Territory ‘swap’ would be pause before new mass death, analyst warns
A possible pseudo–territory swap between Ukraine and Russia would be a diplomatic transformation of both countries into a vast cemetery stretching from Uzhhorod to Vladivostok
Journalist Vitaly Portnykov said this on Espreso TV.
"Trump can no longer avoid insisting that Ukraine change the Constitution. You simply pull your troops out of certain regions, you can still call them Ukrainian. No one forces you to change the law. And we just tell Putin we still see these territories as Ukrainian, and that we won’t demand Ukraine change its Constitution," he said.
In his view, this is what the compromise could look like.
"They pull out their troops from regions they see as Russian and don’t change their constitution. You pull out your troops from regions you see as Ukrainian and don’t change your constitution," Portnykov said.

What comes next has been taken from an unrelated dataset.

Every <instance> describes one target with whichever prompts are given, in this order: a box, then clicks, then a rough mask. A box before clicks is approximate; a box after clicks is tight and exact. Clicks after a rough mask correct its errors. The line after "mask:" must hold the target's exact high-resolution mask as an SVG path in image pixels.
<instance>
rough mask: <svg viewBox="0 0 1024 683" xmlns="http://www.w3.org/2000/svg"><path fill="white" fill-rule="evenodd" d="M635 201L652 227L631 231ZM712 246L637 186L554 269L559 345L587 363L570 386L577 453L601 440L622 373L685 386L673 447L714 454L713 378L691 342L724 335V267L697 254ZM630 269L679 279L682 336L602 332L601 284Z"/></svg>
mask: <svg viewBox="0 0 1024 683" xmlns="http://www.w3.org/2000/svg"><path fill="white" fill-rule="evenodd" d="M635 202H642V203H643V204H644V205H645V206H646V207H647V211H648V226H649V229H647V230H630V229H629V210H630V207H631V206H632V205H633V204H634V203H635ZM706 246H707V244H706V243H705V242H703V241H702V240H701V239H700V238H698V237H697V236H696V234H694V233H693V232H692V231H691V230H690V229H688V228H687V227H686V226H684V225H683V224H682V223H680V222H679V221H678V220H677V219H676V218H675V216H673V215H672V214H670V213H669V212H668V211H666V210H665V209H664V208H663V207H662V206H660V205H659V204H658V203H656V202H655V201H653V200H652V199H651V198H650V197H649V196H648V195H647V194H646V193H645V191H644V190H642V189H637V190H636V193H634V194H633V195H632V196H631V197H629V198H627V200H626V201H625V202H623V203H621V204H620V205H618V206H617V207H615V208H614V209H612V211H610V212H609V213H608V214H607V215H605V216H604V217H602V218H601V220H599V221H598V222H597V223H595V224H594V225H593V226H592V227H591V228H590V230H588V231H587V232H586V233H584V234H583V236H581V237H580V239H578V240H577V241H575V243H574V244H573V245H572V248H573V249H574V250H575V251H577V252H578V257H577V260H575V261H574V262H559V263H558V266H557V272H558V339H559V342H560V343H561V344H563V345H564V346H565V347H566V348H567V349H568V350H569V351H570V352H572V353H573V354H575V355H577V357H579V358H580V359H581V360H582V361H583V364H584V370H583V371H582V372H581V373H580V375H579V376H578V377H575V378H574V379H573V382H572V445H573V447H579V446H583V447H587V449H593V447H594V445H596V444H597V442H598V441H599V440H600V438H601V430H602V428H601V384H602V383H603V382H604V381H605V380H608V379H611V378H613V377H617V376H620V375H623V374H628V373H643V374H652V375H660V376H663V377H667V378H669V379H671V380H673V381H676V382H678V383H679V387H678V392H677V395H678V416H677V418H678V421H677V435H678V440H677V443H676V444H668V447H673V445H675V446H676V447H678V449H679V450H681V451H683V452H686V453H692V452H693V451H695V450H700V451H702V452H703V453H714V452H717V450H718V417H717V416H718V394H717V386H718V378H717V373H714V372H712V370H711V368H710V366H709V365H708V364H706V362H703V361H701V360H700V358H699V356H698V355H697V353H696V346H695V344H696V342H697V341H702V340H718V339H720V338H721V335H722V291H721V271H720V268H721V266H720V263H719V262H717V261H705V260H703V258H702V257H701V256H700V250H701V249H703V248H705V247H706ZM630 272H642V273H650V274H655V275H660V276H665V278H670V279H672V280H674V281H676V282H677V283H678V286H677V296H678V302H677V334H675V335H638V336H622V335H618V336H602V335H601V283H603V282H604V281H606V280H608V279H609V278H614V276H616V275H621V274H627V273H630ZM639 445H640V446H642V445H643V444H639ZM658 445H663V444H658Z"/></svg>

The journalist explained Trump’s logic:
"When I stop being U.S. president in 2029, they can try to take back the territories they think are theirs, if they can. And you can try to take back the Ukrainian territories, if you can. You can prepare for war until 2029, and when I’m no longer president, you can start killing each other again as much as you like, so I can say that during my presidency I ended the war and it didn’t happen. But my successor took over and let the Russian-Ukrainian war start again," he stressed.
Portnykov believes that if such a fake swap of territories happens, "and if Ukraine, still seeing these territories as its own, leaves part of them, and Russia fails to get all the territories it wrote into its constitution, war between these two states is inevitable."
"It’s like the second Karabakh war, you know? If a country has certain territories written into its Constitution as its own, it will try to take them back by force if politics fails. That means the Russian and Ukrainian peoples are doomed to kill each other throughout the 21st century, and both countries’ lands will be zones of death, war, and crisis if the war ends this way. It will just be a pause before a new mass death. I can promise this clearly to every Ukrainian citizen and, by the way, to every Russian citizen. This is a diplomatic way of turning the land from Uzhhorod to Vladivostok into a massive cemetery," the journalist concluded.
- On August 8, Bloomberg and The Wall Street Journal reported that U.S. and Russian officials were considering a deal that could end the war but leave Russia in control of occupied Ukrainian land. The reports said that under Putin’s terms, Ukraine would give Russia all of eastern Donbas and Crimea, pulling its troops from the Luhansk and Donetsk regions. In exchange, Russia would promise to stop its offensive in the Kherson and Zaporizhzhia regions.
- Later, the German newspaper Bild reported that Putin still wanted to take all of Donetsk, Luhansk, Zaporizhzhia, and Kherson regions.